HONEYLAND
Fiction de réel
Hatidze vit en harmonie avec des abeilles, sa source de vie et de subsistance dans les ruines d’un village des montagnes. Mais un jour, une famille arrive et s’installe dans une ruine voisine, perturbant puis brisant le lien qu’elle avait créé avec les insectes…
La force de ce documentaire macédonien, nommé à l’Oscar du meilleur film étranger, est sa réalité. Sa puissance, et peut-être son point d'achoppement, est son côté fictionnel. "Honeyland" raconte une histoire, celle d'Hatidze, une femme sans âge qui s'occupe de ses abeilles et de sa mère, au milieu de nulle part, dans une terre oubliée. Alors que tout se passe pour le mieux dans son petit monde, qu'elle quitte parfois le temps d'une escapade au marché, arrive une famille de Turcs. Ils sont bruyants, ils font peur. Ils sont filmés de loin et la caméra se cache avec Hatidze quand ils arrivent et qu’ils s’installent. Pourtant, ils vont se montrer amicaux, intéressés, coopératifs, jusqu’à ce qu’elle leur montre ses abeilles et qu’ils y voient un commerce potentiel, jusqu’à ce que l’appât du gain ne les aveugle.

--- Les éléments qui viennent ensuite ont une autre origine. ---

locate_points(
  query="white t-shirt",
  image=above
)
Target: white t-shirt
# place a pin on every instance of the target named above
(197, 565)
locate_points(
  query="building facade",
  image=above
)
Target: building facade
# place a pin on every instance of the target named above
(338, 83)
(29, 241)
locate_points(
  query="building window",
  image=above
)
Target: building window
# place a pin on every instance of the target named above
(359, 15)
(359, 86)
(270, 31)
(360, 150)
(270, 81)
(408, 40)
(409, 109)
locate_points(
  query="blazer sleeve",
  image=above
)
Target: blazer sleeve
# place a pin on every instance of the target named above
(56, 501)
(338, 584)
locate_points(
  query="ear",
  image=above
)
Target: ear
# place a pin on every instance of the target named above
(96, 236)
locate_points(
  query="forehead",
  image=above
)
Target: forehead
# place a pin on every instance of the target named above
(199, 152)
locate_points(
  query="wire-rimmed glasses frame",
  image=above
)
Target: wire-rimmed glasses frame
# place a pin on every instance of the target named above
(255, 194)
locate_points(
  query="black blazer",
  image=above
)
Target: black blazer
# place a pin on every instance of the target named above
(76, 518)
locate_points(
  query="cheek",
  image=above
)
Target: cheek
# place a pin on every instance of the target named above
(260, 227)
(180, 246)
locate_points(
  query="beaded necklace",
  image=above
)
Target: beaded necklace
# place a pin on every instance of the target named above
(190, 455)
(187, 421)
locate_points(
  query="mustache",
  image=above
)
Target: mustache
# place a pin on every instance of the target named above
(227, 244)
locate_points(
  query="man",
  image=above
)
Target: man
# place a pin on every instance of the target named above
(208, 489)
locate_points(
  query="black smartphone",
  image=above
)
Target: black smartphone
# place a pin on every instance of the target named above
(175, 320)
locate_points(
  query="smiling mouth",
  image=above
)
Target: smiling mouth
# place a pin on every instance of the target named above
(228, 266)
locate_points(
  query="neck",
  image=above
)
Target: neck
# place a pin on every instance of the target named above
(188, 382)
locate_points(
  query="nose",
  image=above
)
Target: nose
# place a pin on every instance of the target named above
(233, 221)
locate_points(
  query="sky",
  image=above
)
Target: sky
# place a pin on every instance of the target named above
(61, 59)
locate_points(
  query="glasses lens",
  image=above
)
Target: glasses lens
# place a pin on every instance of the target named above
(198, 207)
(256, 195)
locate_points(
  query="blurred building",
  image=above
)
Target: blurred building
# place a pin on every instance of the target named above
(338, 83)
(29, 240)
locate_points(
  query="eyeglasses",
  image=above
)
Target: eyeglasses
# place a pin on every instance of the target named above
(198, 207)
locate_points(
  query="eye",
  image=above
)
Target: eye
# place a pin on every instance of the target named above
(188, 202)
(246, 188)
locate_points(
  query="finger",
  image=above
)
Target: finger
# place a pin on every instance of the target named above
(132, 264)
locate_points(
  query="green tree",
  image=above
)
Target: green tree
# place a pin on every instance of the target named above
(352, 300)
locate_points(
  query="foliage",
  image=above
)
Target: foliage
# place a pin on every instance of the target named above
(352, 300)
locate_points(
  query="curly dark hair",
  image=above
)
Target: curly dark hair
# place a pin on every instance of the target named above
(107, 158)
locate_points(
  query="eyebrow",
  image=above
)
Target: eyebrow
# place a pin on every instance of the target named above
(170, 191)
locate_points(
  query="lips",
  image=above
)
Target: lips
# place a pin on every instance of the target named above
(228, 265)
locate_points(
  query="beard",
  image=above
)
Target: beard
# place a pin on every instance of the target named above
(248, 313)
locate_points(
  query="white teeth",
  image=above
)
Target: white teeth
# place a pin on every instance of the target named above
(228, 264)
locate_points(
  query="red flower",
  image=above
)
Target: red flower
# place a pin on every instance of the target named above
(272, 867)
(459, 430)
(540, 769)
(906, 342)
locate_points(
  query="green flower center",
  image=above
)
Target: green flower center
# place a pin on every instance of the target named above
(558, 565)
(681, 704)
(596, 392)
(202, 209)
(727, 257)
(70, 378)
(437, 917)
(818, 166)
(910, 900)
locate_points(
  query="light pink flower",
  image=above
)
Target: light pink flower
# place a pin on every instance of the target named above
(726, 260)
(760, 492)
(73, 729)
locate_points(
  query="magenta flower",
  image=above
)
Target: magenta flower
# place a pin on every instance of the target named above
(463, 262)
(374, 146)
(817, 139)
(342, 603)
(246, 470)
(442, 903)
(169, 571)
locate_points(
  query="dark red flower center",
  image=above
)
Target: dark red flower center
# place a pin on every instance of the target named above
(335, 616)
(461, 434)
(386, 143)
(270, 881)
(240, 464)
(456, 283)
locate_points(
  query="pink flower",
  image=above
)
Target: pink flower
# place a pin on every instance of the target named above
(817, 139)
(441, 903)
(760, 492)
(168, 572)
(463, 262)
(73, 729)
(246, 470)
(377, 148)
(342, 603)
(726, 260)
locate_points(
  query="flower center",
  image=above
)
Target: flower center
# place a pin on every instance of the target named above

Un appât qui n’est pas tant le leur que celui de la société en général, incarné en un homme profiteur qui vient soumettre le père de la famille turque.
Ce documentaire, très esthétique, pêche par tout ce qui semble joué. Ainsi, si certaines séquences, comme celle qui ouvre et ferme le film, une marche périlleuse en haut d’une crête qui conduit à la découverte des premières abeilles qu’Hatidze va visiter, semblent saisis sur le vif, la plupart des plans, par la justesse de leurs cadrages, par la pertinence des interactions et la force du sous-texte qu’ils véhiculent, semble tenir de la fiction et de l’écriture plus que du documentaire. Cet écueil passé, ce documentaire est une fable écologique extrêmement pertinente et efficace sur les dangers de la surconsommation et de la surexploitation des ressources d’un milieu, qui conduisent à son épuisement et à la mort des espèces.